Saturday, June 27, 2009

Let The Summer Begin!

Well, summer is not off to a great start. Our first day off school (yesterday, Friday, was a PA Day) was spent mostly inside. Which really sucks, because it was such a nice day. But poor L has had a fever now since Tuesday (just a virus, the doctor claims) and I was sick with his flu (or whatever) on Thursday, so yesterday I wasn't feeling terribly energetic either.
Hopefully this is not a sign of the summer to come!
We actually did pretty well this winter. Minimal colds, no flu (thank God!) and only a couple of ear/throat infections all around.
So I hope we are not going to be making up for our good fortune here during the summer!
The summer flies by so quickly! We have to pack in a whole year's worth of fun into only 10 weekends (maybe 11). That has to include cottage trips, amusement park trips, camping trips, beach trips, some sort of vacation (meaning for me, no cooking or cleaning, so ---hotel somewhere) and of course, visiting friends and family trips. YIKES! How do we do it, you say? We don't. We never really get to do all we want to do in one summer, and as much as we want to.

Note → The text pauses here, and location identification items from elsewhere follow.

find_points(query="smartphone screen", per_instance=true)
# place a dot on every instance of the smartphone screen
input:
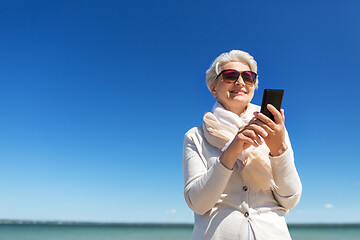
(273, 97)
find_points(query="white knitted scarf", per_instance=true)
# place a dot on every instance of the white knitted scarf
(221, 126)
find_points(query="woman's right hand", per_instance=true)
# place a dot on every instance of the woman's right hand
(248, 135)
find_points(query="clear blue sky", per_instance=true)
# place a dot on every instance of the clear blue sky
(96, 97)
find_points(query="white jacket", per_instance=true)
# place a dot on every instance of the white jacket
(224, 207)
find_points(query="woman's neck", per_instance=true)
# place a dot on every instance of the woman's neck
(235, 109)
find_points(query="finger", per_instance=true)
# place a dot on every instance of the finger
(282, 111)
(257, 129)
(264, 126)
(276, 113)
(253, 136)
(263, 118)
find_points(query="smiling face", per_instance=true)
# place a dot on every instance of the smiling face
(235, 96)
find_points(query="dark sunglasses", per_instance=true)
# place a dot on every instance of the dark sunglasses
(231, 76)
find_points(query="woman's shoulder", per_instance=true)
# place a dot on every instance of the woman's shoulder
(195, 132)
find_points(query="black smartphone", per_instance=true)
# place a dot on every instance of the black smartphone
(273, 97)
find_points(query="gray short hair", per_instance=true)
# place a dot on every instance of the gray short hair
(232, 56)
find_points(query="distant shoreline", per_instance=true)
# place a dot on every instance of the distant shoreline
(186, 225)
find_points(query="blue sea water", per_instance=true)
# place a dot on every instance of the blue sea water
(171, 232)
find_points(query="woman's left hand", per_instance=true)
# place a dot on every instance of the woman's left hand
(276, 130)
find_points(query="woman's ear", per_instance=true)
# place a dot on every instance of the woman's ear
(213, 91)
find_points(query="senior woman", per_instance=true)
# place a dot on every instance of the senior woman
(238, 166)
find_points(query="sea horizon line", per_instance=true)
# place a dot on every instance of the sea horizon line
(149, 224)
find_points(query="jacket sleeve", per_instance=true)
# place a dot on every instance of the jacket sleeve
(286, 178)
(203, 187)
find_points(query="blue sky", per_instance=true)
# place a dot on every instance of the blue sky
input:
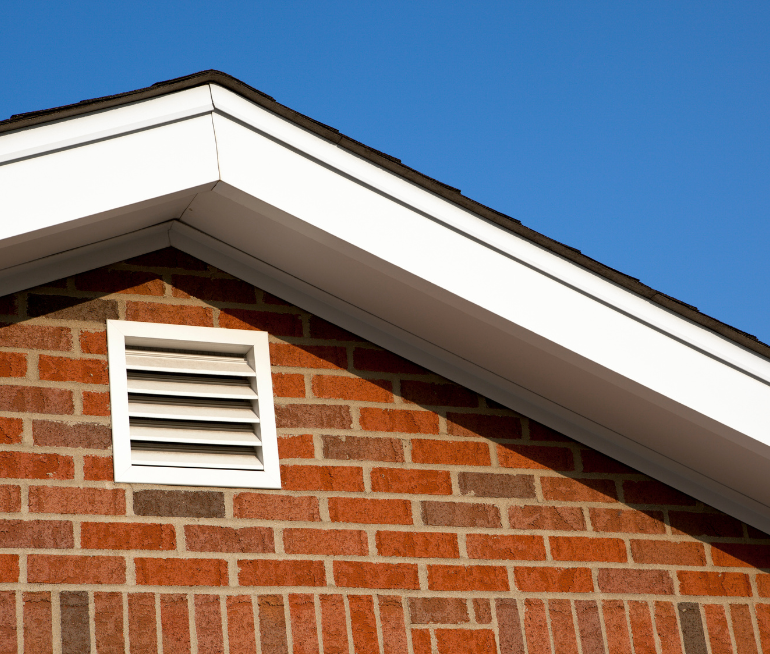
(635, 131)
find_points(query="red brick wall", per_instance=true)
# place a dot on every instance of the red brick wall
(415, 515)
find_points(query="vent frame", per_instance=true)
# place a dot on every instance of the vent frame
(252, 346)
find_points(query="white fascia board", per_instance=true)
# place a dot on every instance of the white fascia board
(483, 280)
(58, 191)
(491, 235)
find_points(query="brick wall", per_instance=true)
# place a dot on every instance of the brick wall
(415, 515)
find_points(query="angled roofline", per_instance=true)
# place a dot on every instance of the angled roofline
(31, 119)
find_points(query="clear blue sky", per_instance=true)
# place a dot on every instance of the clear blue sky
(638, 132)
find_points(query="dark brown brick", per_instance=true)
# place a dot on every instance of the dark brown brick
(179, 504)
(460, 514)
(64, 307)
(62, 434)
(489, 484)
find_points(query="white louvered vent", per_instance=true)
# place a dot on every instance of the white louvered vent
(197, 412)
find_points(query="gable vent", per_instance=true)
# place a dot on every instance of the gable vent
(192, 408)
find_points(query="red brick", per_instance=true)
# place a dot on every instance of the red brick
(421, 482)
(40, 534)
(635, 582)
(181, 572)
(367, 511)
(62, 434)
(563, 626)
(312, 416)
(215, 289)
(13, 364)
(417, 545)
(363, 624)
(352, 388)
(97, 468)
(421, 641)
(93, 342)
(393, 625)
(534, 457)
(38, 635)
(428, 394)
(175, 624)
(103, 280)
(482, 610)
(288, 385)
(457, 453)
(108, 623)
(208, 624)
(355, 448)
(578, 490)
(10, 499)
(510, 548)
(25, 465)
(667, 627)
(304, 629)
(689, 523)
(31, 399)
(9, 568)
(57, 499)
(308, 356)
(360, 574)
(264, 572)
(538, 432)
(126, 536)
(718, 629)
(460, 514)
(82, 371)
(36, 337)
(210, 538)
(171, 314)
(240, 625)
(277, 324)
(641, 628)
(296, 447)
(399, 420)
(322, 478)
(553, 580)
(272, 625)
(11, 430)
(653, 492)
(61, 569)
(594, 461)
(465, 641)
(609, 550)
(8, 622)
(552, 518)
(536, 627)
(714, 584)
(329, 542)
(261, 506)
(743, 629)
(438, 610)
(667, 553)
(383, 361)
(142, 620)
(735, 555)
(333, 624)
(320, 328)
(474, 424)
(467, 578)
(616, 626)
(96, 404)
(627, 521)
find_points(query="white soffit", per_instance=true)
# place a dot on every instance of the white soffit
(278, 206)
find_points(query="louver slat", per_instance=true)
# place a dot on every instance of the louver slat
(192, 410)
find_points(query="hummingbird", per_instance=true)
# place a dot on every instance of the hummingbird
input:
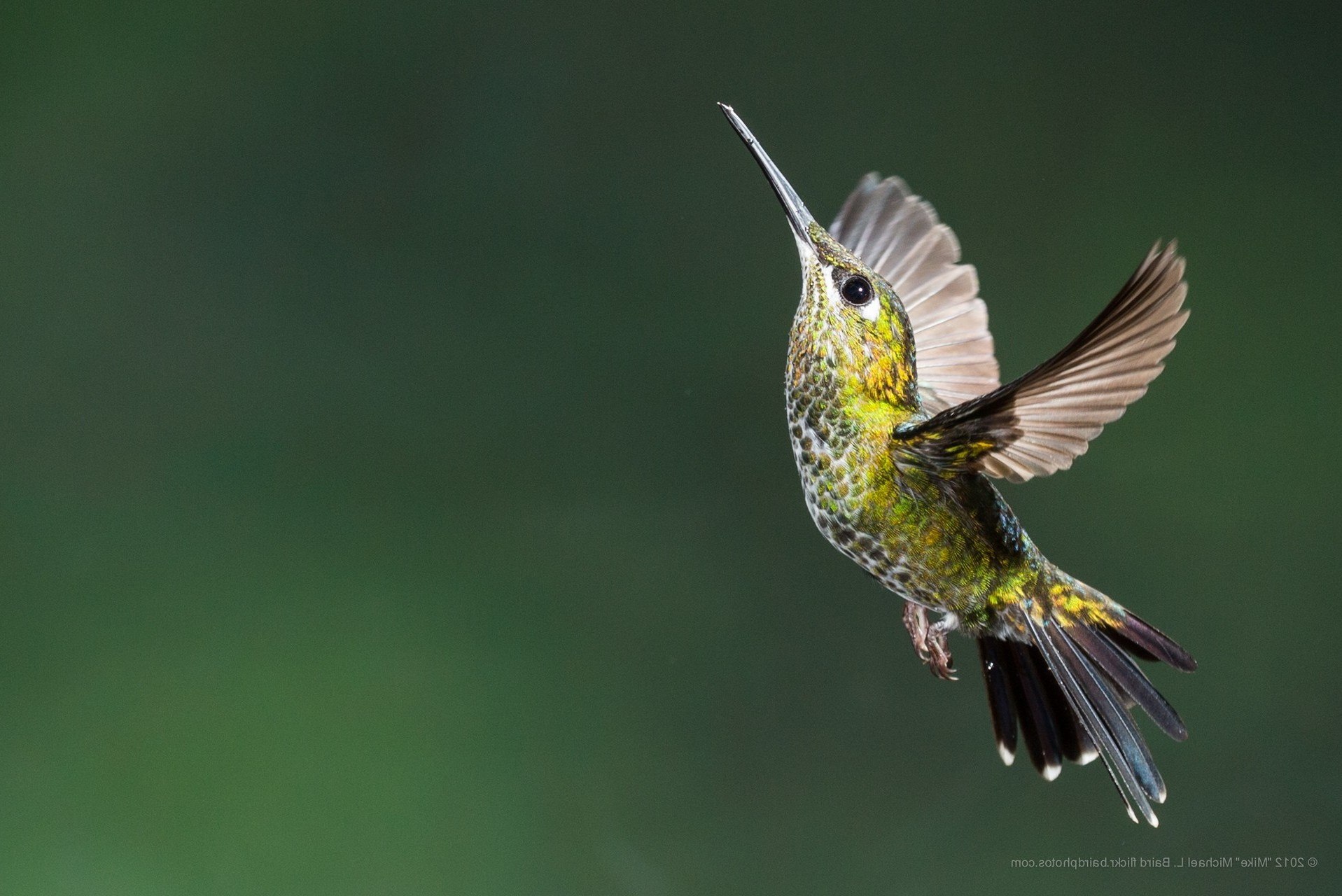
(900, 427)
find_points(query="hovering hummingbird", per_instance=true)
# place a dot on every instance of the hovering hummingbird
(898, 427)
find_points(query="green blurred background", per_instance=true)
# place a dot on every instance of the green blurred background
(395, 496)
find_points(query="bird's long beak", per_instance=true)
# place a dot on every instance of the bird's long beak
(797, 215)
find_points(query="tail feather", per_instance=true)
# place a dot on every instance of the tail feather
(992, 655)
(1070, 691)
(1147, 641)
(1129, 679)
(1036, 714)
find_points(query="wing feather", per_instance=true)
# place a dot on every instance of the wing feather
(900, 237)
(1044, 420)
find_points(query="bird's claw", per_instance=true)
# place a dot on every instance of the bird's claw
(930, 641)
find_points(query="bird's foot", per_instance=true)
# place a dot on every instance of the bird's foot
(930, 640)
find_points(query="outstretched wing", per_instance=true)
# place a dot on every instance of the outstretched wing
(1042, 421)
(898, 235)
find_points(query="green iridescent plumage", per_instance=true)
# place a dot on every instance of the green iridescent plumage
(898, 423)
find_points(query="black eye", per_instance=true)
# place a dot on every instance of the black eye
(857, 290)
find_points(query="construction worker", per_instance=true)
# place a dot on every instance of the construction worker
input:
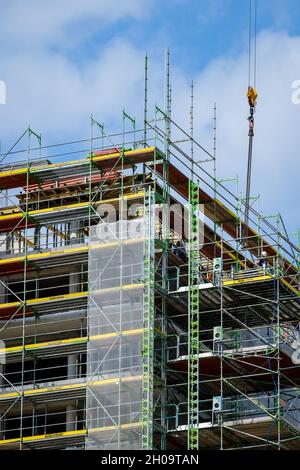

These trips are on top of regular home maintenance and also home improvements to boot. It's really overwhelming to think of it all.
So you see, we just can't, can't, CAN'T get sick!!

Wednesday, June 24, 2009

Bittersweet

So today, L graduated from Kindergarten. On to Grade one next year.
I have a lot of mixed feelings about this.
I am firstly, sad. Sad because he is my youngest, my baby. He is no longer a "preschooler", but now he will be a fulltime school-ager. I don't get to spend as much time with him now, as he was going to school every other day, and I cherished those days when he was home. I liked to spend time with him, just him and I in the afternoons while all the other kids I look after were asleep.
Of course, I am proud of him, and happy that he is growing and healthy and smart.
But I can't help being tearful about the whole thing. I cried the other night, for about an hour, going through all his schoolwork and the "memory album" he brought home from school. They change so much in a year. And I know that time picks up speed now. The years start to just fly by once they get to grade school. I can scarcely believe that R will be in Grade three next year! That seems so old to me, and yet, he is still my little boy.
And then I am happy again, because unlike some parents, I love the time when they aren't in school. I love having them home with me, getting to spend every day with them. And of course, I'm happy I don't have to make lunches for a whole summer!

Monday, June 22, 2009

Wildflowers


For weeks I have been walking the kids to school and thinking about how I need to bring my camera along with me. There is this "naturalized" area that we pass through, that has a hill full of wildflowers. They are so pretty, or they were a week ago when the hill was covered with them. Now that I FINALLY remembered to bring my camera along with me, there aren't as many, so this picture doesn't do it justice. I think the flowers are called Bachelor's Button, or at least that's what one mom called them once. I will have to Google it.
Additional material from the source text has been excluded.